Tim Gardner : Les piles à combustible microbiennes pourraient vraiment se produire, mais nous avons encore du chemin à faire pour améliorer la puissance de sortie. À l'heure actuelle, la production est si faible qu'il est peu probable que la technologie puisse générer de l'électricité pour les maisons et les voitures. Mais il existe certaines applications pour lesquelles les piles à combustible pourraient être appropriées. Certains appareils n'ont pas besoin de beaucoup d'énergie ou pourraient bénéficier de la possibilité d'utiliser des sources de carburant inhabituelles - un implant médical qui est alimenté par le sang, par exemple, et n'a jamais besoin d'être chargé. Ou des robots sur le terrain qui pourraient saisir une plante et la convertir en énergie.
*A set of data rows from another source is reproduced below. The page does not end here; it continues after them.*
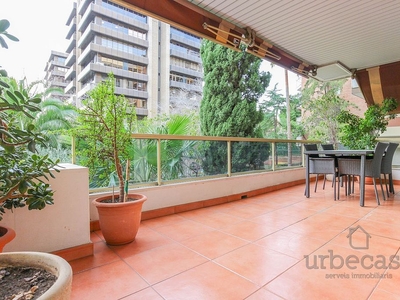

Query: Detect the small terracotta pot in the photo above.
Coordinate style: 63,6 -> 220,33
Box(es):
0,252 -> 72,300
0,226 -> 15,253
92,194 -> 147,245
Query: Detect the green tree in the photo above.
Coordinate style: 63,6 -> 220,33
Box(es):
200,40 -> 271,137
200,40 -> 271,174
301,79 -> 356,145
72,73 -> 136,202
0,20 -> 59,220
3,78 -> 78,148
259,84 -> 303,139
337,98 -> 398,149
132,113 -> 198,182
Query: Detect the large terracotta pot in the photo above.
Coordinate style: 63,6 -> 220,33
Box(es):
0,226 -> 15,253
92,194 -> 147,245
0,252 -> 72,300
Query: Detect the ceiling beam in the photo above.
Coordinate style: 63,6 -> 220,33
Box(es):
117,0 -> 311,77
355,62 -> 400,113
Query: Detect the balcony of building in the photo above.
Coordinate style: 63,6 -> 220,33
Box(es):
70,182 -> 400,300
3,134 -> 400,300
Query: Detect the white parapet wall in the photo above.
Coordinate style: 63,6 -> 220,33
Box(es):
0,164 -> 91,252
90,168 -> 305,221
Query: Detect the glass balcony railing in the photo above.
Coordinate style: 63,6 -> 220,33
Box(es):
67,134 -> 309,192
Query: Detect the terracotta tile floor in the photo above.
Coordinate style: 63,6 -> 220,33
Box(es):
70,185 -> 400,300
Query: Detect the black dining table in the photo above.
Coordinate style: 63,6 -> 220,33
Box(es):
304,150 -> 374,206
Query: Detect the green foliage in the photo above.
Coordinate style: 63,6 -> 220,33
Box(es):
0,19 -> 19,49
337,98 -> 398,149
71,74 -> 136,201
200,40 -> 271,174
0,20 -> 59,220
259,84 -> 303,139
200,40 -> 271,137
302,79 -> 355,145
132,114 -> 197,182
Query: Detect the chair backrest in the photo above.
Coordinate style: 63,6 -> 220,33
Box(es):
321,144 -> 335,150
381,143 -> 399,174
370,142 -> 388,178
304,144 -> 319,157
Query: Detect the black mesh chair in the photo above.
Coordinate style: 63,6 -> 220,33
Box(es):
381,143 -> 399,197
337,142 -> 388,205
304,144 -> 337,200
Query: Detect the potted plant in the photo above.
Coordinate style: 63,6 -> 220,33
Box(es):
74,74 -> 147,245
0,20 -> 72,299
337,98 -> 398,149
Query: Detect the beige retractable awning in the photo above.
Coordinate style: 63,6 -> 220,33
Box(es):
120,0 -> 400,112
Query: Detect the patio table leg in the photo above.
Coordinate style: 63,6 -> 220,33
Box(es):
305,154 -> 310,198
360,154 -> 366,206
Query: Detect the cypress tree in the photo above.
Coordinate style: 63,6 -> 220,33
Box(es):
200,40 -> 271,174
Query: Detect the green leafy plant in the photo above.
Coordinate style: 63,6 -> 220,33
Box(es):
0,20 -> 59,220
72,74 -> 136,202
337,98 -> 398,149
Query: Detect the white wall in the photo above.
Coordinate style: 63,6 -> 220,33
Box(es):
0,164 -> 90,252
89,168 -> 305,221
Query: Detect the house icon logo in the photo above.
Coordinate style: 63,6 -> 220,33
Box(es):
346,225 -> 371,249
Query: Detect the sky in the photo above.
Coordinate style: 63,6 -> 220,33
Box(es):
0,0 -> 300,95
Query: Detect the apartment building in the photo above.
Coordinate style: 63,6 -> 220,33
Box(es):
44,51 -> 71,101
47,0 -> 203,117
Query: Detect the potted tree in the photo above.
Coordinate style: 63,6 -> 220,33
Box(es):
0,20 -> 72,300
337,98 -> 398,149
74,74 -> 147,245
337,98 -> 398,184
ENFANTS : Comment allez-vous améliorer la conception des bactéries par la nature ?
TG : Nous voulons concevoir rationnellement une cellule en manipulant des machines existantes. Une grande partie des premiers travaux en biologie synthétique consistait à essayer de construire des appareils complets à partir de zéro. Mais nous avons réalisé que nous étions fondamentalement limités en utilisant une approche entièrement synthétique - nous essayions de construire ce que l'évolution avait construit sur des millions d'années. Alors nous avons dit, essayons de peaufiner ce que l'évolution a déjà construit.
ENFANTS : En quoi votre approche est-elle différente des techniques traditionnelles de biologie moléculaire ?
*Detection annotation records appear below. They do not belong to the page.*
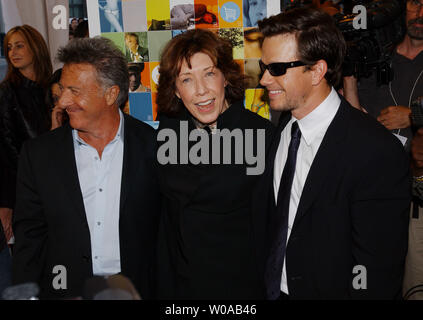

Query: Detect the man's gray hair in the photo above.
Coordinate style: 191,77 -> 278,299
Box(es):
57,37 -> 129,107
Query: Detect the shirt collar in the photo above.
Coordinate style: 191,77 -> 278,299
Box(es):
72,109 -> 125,145
291,87 -> 341,146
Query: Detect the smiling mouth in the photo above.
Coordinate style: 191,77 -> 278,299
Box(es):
66,107 -> 82,113
195,99 -> 215,111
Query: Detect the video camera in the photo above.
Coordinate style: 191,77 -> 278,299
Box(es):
334,0 -> 405,85
281,0 -> 406,85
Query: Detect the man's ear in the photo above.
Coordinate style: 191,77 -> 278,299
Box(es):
311,60 -> 328,86
104,85 -> 120,106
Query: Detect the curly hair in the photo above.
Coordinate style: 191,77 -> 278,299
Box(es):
258,8 -> 346,86
4,24 -> 53,88
57,37 -> 129,108
157,29 -> 245,117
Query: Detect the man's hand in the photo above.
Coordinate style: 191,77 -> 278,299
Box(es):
377,106 -> 411,130
0,208 -> 13,241
411,128 -> 423,177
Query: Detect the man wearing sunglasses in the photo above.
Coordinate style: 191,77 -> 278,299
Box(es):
253,8 -> 410,300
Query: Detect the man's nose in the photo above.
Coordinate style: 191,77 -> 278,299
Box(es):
57,89 -> 73,109
260,70 -> 273,87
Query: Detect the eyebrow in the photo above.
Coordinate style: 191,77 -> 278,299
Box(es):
57,82 -> 81,90
179,66 -> 215,77
7,40 -> 25,46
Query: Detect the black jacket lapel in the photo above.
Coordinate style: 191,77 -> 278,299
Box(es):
56,124 -> 87,223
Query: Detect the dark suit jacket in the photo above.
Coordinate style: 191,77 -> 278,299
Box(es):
253,98 -> 410,299
13,115 -> 160,299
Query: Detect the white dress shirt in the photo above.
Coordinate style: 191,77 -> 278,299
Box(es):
72,110 -> 124,276
273,88 -> 341,294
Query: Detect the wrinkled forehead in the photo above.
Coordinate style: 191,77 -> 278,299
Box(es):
176,51 -> 217,77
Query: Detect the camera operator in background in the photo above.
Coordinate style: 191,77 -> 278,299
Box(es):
403,127 -> 423,300
344,0 -> 423,151
343,0 -> 423,299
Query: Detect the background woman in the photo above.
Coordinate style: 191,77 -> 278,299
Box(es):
45,69 -> 69,130
157,29 -> 272,299
0,25 -> 52,249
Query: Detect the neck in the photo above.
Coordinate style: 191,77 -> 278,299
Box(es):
19,67 -> 36,81
291,84 -> 332,120
78,109 -> 120,157
397,35 -> 423,60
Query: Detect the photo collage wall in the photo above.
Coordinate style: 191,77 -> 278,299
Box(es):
87,0 -> 280,128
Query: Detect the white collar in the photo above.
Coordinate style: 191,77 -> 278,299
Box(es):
291,87 -> 341,146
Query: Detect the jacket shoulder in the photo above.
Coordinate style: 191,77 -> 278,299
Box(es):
241,108 -> 275,130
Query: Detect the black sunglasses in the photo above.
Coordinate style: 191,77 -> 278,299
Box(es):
259,60 -> 306,77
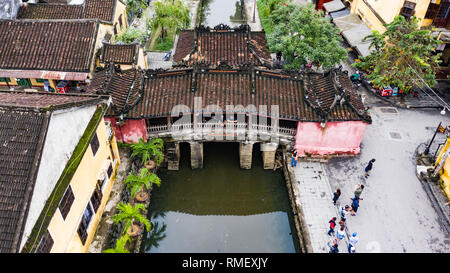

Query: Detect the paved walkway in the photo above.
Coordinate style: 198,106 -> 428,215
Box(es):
294,161 -> 351,253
TG : Les gens modifient les systèmes génétiques depuis des années. Mais, pour la plupart, c'est une approche d'essais et d'erreurs. Ils modifient quelque chose et voient ce qui se passe. Nous voulions apporter une perspective au niveau des systèmes, afin que nous puissions aborder le problème comme un ingénieur. Pour ce faire, nous devions en savoir plus sur les circuits existants, nous avons donc commencé à faire de la cartographie génétique.
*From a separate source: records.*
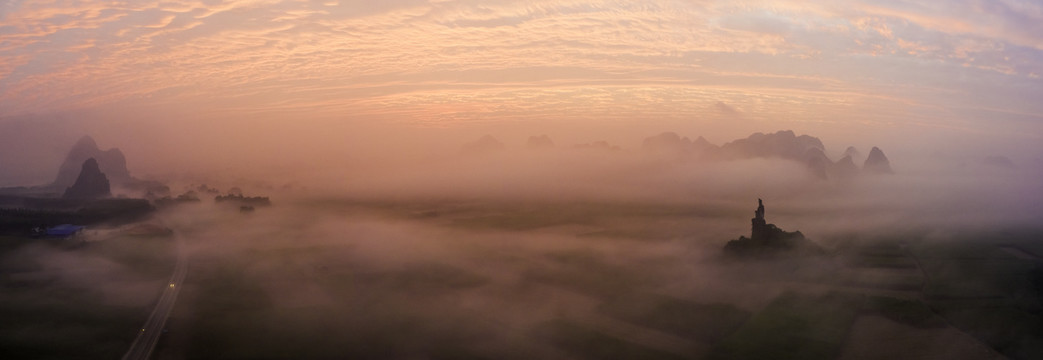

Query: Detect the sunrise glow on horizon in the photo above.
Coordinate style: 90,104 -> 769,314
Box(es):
0,0 -> 1043,146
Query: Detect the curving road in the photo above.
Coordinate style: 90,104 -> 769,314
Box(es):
123,234 -> 188,360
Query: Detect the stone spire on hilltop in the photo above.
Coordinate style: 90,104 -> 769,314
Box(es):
862,146 -> 895,174
724,198 -> 821,256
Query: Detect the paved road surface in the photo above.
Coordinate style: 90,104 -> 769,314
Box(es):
123,233 -> 188,360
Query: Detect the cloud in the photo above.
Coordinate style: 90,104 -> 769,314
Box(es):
0,0 -> 1043,146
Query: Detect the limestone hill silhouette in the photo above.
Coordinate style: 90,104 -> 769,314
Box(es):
724,198 -> 822,257
62,158 -> 113,199
52,136 -> 131,189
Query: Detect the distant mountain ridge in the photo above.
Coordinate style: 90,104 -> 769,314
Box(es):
641,130 -> 894,179
51,136 -> 134,189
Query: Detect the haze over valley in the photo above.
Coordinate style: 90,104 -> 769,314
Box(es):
0,0 -> 1043,359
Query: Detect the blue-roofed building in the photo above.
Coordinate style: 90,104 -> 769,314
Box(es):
46,223 -> 87,238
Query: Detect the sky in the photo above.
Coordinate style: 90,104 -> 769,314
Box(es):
0,0 -> 1043,175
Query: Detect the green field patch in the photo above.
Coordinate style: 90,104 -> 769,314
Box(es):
523,250 -> 656,297
862,296 -> 946,328
533,319 -> 683,360
598,294 -> 750,343
708,292 -> 863,359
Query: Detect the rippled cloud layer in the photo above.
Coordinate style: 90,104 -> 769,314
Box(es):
0,0 -> 1043,134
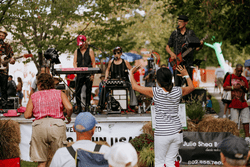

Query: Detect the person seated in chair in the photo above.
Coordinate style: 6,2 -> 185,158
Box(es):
99,46 -> 138,107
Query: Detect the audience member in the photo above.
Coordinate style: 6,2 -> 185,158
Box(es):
16,77 -> 23,106
223,64 -> 250,144
218,135 -> 250,167
129,66 -> 194,167
161,64 -> 168,68
24,73 -> 72,167
104,143 -> 138,167
215,64 -> 225,93
50,112 -> 110,167
244,67 -> 250,85
7,75 -> 16,97
222,72 -> 232,119
143,68 -> 155,87
30,66 -> 50,96
98,74 -> 105,98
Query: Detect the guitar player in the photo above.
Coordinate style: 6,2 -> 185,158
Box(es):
0,27 -> 15,109
166,15 -> 203,86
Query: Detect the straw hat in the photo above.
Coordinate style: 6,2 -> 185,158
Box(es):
0,27 -> 8,36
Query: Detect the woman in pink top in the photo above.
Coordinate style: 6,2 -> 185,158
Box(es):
24,73 -> 73,167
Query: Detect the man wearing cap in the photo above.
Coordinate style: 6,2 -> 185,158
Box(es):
166,15 -> 203,86
218,135 -> 250,167
0,27 -> 15,108
50,112 -> 110,167
100,46 -> 138,107
73,35 -> 96,114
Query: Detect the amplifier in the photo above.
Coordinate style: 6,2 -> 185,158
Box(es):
105,80 -> 130,88
0,97 -> 19,109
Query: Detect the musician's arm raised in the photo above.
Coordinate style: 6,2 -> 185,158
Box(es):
73,50 -> 77,68
124,60 -> 132,70
89,49 -> 96,68
196,41 -> 204,51
104,60 -> 113,80
166,45 -> 176,59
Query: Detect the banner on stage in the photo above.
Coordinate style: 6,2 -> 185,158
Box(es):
19,122 -> 145,161
177,132 -> 232,165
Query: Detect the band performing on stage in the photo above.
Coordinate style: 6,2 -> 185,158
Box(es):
0,15 -> 204,114
45,15 -> 204,114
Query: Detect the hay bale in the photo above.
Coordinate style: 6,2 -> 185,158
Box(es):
142,121 -> 154,136
187,120 -> 197,132
0,120 -> 21,159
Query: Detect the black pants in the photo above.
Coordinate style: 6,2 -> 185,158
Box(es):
75,74 -> 93,108
0,73 -> 8,105
174,66 -> 193,86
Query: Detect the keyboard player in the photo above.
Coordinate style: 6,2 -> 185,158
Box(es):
73,35 -> 96,114
99,46 -> 138,107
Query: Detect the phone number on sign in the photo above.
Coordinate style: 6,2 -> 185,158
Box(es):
188,160 -> 222,165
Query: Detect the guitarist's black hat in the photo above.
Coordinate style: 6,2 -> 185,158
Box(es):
177,15 -> 188,21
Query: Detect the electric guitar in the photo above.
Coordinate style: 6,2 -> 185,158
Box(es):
0,54 -> 33,71
169,35 -> 208,70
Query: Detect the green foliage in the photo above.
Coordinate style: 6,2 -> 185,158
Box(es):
3,0 -> 139,67
130,133 -> 154,152
186,96 -> 205,123
163,0 -> 250,68
139,145 -> 155,167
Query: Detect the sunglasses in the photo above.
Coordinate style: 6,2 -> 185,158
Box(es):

Nous nous sommes concentrés sur la cartographie des circuits de régulation [un réseau de gènes qui contrôlent les réactions chimiques qui se déroulent dans la cellule]. Si vous essayez de comprendre les circuits d'une maison, vous allez au disjoncteur et allumez et éteignez les circuits, à la recherche du circuit qui contrôle la salle de bain ou la cuisine. Nous faisons la même chose chez les bactéries, mais c'est un peu plus compliqué. Nous stressons les bactéries de différentes manières, avec différents produits chimiques ou températures extrêmes, puis voyons comment chaque gène réagit. Si vous faites cela des centaines de fois, vous pouvez rechercher des gènes qui changent ensemble. Par exemple, si vous voyez différents gènes dont l'expression change de la même manière dans différentes conditions, nous pouvons en déduire que ces gènes sont liés. Nous pouvons alors identifier les interactions de régulation des gènes et cartographier le réseau.
ENFANTS : Que ferez-vous de ces informations ?
TG : Nous avons l'espoir d'assembler des modèles de régulation du génome entier dans de nouveaux organismes, ce qui pourrait être très puissant. Nous prévoyons de l'essayer sur des organismes producteurs d'électricité, qui produisent de l'électricité directement à partir de sources de carbone.
Nous allons coupler le réseau de régulation avec un modèle du réseau métabolique [une carte des réactions métaboliques de la cellule], où se déroule la véritable activité de transformation du carbone en électricité. Ensuite, nous essaierons de prédire ce qui se passera si nous modifions les gènes ou les nutriments. Nous essaierons de décider si et comment nous pourrions augmenter la puissance de sortie ou l'efficacité thermodynamique de l'organisme.
Comprendre ces réseaux pourrait également aider les scientifiques à créer des circuits artificiels à partir de zéro. Les scientifiques ont déjà construit un certain nombre de machines biologiques, telles que des détecteurs de toxines ou des caméras bactériennes . C'était une ingénierie de circuit soignée, mais la plupart de ces appareils sont construits en utilisant seulement trois ou quatre composants. Comprendre les régulateurs géniques élargira la liste des pièces qui peuvent être utilisées, car les scientifiques comprendront comment les pièces auront un impact sur la cellule.